Archicool, email No. 862, Monday, August 3, 2009 (commenting on Le Visiteur)

Beginning of the article…

In the world of architecture and beyond, Rem Koolhaas enjoys a major and unique reputation. He is permanently on the list of those invited to participate in international competitions large and small. He has published several books, all of which have had considerable success. In Beijing he is completing the construction of one of the biggest buildings in the world, while at the same time he is the representative par excellence of the avant-garde, his every project met with eager anticipation and cries of astonishment. His projects, whether actually built or not, have marked contemporary architecture for the last thirty years.

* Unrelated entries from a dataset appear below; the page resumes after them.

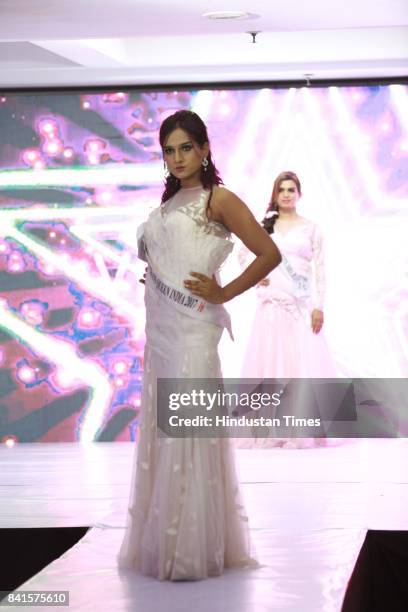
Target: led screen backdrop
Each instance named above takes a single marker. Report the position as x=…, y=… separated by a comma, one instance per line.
x=79, y=172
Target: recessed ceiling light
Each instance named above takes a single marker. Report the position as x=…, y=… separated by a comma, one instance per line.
x=228, y=15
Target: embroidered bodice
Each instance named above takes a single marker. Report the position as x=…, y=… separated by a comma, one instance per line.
x=180, y=239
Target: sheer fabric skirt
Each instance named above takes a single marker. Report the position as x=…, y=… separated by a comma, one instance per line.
x=283, y=345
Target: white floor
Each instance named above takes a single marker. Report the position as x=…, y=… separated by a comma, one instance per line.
x=309, y=511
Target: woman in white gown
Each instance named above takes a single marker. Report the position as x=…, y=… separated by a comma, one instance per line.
x=186, y=520
x=286, y=340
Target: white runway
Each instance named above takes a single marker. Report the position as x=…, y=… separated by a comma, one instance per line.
x=309, y=511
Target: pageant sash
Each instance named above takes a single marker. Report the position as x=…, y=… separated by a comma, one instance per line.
x=187, y=303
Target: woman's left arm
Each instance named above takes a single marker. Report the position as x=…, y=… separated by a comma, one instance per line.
x=228, y=209
x=319, y=280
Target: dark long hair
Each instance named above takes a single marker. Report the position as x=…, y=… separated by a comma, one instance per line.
x=195, y=127
x=268, y=221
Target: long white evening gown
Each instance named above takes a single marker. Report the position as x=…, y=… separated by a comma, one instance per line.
x=186, y=519
x=282, y=343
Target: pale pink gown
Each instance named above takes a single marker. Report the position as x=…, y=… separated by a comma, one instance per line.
x=186, y=520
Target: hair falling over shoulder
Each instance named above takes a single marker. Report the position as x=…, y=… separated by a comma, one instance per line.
x=191, y=123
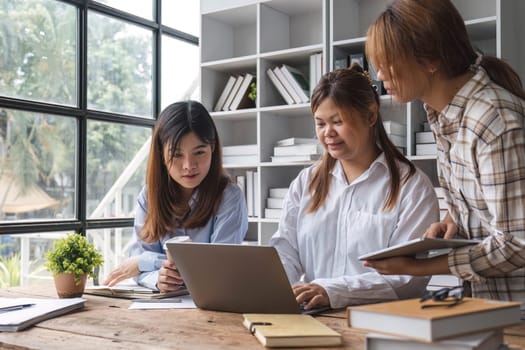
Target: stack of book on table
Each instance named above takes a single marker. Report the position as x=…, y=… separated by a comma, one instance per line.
x=297, y=149
x=274, y=202
x=240, y=155
x=472, y=323
x=290, y=330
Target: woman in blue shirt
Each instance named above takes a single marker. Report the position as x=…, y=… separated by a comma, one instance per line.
x=187, y=193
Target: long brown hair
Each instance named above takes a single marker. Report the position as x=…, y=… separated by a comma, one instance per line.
x=166, y=206
x=351, y=90
x=432, y=31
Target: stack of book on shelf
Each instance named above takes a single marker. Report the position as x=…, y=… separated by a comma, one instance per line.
x=291, y=83
x=425, y=142
x=297, y=149
x=249, y=184
x=274, y=202
x=240, y=155
x=237, y=93
x=397, y=134
x=472, y=323
x=440, y=193
x=316, y=70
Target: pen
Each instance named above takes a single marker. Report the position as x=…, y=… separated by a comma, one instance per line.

His fellow-architects, even those who have achieved the most in terms of reputation and clients, do not flaunt the same aura of universal adulation: we all know critics, architects, or architecture buffs who claim that Zaha Hadid is an “artist” who keeps producing too many mediocre copies of the exact same building, that Herzog and de Meuron have turned into insulation salesmen, that Jean Nouvel builds much too fast and would do better to build better, that all four of them ought to let a bit more light into their buildings. But Rem Koolhaas enjoys an unblemished reputation as an intellectual and a builder at the same time, so mighty a reputation that most of those who write about architecture take him as a their point of departure.[2] This unanimity is not in and of itself suspicious: it is always possible that Rem Koolhaas is indeed the great architect who figures in the most widely read critical discussions. But it is equally possible that RK is a symptom, that of a redistribution of forces within the triangle formed by the architect, the client, and the critic, and more generally between the realms of architecture and economics.

[1] Presentation at the seminar “A critical judgement,” Delft, December 2000, published in Le Visiteur, No. 7, fall 2001 (tr. Sébastien Marot).
[2] There are of course exceptions. Among French critics one may cite Jean-Claude Garcias (Architecture d’aujourd’hui, No. 280, April, 1992), where the subject is RK’s urbanism in Lille. When the subject is architecture, such critics are less common: one may cite William J.R. Curtis, who tore apart some of the less well-known of the OMA projects (ones which RK himself has not drawn much attention to), including the unsuccessful entry in the competition for the port of Tangiers and the prizewinning project for the conference center in Cordoba.